William T. Vollmann, «The Rifles»: A Critical Study
Edited By Françoise Palleau-Papin
This study of a novel by William T. Vollmann offers a port of entry into his fiction. Like other titles from his planned «Seven Dreams» collection, The Rifles deconstructs the historical novel. Following in the steps of the nineteenth-century English explorer John Franklin, the contemporary American character Subzero risks his life in the Arctic, looking for a way to transcend the history of colonization and his personal limitations. He ventures out on the permafrost of his memory, both private and collective, haunted by history as he revisits the Gothic genre. Deploying the poetry of an anachronistic errand into the white wilderness of snow and ice, in the wake of Herman Melville’s Captain Ahab and Edgar Allan Poe’s Arthur Gordon Pym, the narrator plays with avatars of the author as an explorer, a historian, a cartographer and a sketch-artist to encounter otherness, whether Inuit women or men, or fellow travelers who exchange with the authorial figure in his search for meaning. This critical analysis uses close-reading, ecocriticism, cultural studies and comparative literature to examine an innovative novel of the post-postmodern canon, by one of the finest contemporary American authors.
Chapter IV: Narrative Voices
Reading The Rifles may be quite a chaotic experience for those who expect a smooth journey through the legends of Captain Franklin and his crew.

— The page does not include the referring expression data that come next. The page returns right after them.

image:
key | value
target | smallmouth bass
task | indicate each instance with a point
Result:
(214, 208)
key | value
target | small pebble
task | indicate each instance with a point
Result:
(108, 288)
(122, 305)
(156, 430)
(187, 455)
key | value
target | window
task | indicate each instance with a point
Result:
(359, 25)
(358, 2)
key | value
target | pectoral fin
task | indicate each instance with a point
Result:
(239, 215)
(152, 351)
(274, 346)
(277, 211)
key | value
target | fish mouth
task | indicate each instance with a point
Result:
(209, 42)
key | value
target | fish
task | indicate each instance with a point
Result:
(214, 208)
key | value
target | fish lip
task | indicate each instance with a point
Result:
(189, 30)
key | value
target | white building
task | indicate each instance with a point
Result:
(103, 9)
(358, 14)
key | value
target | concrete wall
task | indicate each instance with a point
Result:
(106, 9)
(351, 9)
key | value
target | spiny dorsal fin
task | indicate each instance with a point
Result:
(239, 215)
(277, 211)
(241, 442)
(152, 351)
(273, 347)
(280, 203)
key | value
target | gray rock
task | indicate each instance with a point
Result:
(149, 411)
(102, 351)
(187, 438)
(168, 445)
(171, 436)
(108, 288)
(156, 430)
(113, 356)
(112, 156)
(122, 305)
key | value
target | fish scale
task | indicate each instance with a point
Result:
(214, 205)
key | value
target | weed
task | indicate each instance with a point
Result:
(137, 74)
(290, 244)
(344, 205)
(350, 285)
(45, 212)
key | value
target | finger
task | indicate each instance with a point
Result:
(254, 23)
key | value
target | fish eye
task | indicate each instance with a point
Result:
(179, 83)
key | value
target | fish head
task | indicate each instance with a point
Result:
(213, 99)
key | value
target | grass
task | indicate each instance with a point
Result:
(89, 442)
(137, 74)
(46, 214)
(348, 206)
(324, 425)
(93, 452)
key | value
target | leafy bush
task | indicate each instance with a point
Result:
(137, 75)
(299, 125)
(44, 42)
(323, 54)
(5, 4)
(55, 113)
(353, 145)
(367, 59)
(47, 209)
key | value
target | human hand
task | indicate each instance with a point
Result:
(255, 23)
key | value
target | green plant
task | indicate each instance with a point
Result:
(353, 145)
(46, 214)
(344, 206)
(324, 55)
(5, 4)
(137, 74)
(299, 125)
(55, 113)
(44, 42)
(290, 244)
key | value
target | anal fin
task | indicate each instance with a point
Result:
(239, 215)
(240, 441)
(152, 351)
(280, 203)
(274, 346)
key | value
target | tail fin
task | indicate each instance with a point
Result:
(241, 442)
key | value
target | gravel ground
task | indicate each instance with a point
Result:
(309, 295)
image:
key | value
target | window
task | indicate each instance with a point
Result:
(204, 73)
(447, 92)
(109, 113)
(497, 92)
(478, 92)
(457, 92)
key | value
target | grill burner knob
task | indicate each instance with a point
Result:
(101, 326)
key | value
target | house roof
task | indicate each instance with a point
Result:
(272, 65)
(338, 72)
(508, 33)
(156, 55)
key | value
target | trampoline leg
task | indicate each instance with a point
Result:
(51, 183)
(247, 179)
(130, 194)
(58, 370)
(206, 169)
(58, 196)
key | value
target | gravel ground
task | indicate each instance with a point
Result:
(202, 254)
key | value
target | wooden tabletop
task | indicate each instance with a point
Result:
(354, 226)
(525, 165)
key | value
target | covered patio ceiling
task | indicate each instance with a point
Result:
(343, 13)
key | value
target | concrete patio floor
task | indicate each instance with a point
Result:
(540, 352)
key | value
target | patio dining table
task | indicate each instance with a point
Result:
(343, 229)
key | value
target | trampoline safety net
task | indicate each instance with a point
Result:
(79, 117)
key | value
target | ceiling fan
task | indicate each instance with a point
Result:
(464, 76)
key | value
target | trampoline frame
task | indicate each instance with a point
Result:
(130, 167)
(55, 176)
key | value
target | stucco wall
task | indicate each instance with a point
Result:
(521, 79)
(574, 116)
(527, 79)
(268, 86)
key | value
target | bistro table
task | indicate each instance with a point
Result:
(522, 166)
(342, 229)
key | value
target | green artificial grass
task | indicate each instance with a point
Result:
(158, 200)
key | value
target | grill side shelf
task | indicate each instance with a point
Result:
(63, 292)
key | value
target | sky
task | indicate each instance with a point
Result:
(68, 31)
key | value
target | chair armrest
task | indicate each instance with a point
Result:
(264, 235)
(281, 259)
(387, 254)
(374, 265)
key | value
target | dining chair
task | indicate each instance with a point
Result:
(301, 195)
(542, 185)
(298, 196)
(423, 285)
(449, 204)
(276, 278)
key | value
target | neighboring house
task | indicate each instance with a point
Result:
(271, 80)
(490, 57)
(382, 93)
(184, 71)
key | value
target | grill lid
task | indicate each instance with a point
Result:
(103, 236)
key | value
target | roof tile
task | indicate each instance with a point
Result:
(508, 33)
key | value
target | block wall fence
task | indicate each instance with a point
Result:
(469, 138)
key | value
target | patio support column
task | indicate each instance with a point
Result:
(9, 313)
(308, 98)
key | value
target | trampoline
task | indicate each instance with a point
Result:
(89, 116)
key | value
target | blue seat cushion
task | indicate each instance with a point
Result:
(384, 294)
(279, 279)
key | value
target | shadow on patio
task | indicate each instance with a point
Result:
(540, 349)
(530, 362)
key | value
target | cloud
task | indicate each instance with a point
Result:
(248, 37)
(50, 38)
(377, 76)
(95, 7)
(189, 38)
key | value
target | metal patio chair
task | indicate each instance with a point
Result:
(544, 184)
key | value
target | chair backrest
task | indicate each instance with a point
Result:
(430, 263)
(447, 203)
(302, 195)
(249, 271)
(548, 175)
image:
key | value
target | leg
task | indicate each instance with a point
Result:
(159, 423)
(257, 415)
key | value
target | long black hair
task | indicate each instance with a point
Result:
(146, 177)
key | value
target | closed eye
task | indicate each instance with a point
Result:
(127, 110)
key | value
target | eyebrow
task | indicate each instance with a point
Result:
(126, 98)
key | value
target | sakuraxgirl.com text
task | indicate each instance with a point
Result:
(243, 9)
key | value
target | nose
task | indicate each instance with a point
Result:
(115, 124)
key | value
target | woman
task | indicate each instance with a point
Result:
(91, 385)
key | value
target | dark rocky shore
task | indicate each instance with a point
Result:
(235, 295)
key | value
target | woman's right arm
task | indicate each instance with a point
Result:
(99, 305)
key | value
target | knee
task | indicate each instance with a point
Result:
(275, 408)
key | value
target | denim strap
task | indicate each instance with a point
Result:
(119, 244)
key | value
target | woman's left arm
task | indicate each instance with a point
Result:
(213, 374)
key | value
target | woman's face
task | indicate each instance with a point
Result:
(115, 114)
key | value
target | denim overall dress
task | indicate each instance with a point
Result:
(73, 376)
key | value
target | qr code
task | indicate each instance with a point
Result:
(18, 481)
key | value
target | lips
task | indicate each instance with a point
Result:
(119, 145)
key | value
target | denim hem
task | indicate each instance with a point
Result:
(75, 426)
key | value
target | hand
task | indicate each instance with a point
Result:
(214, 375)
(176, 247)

There can be no doubt that William T. Vollmann’s project is not that of writing a historical novel. Combining fiction with historical events, the writer challenges any categorization of his book. To quote his own terms, Vollmann wants to offer his reader a “symbolic history”, which is more akin to a vision than a historical account; a collection of tales narrated by a teller rather than a historian. Questioning the relation between history and truth, Vollmann is concerned with the way literature mediates the past. As a way to protest against a one-way perspective on history, the author suggests parallel and fictitious discourses on the past. The point of this chapter is to prove that these variations on the past are made possible by the constant confusion and multiplication of narrative voices.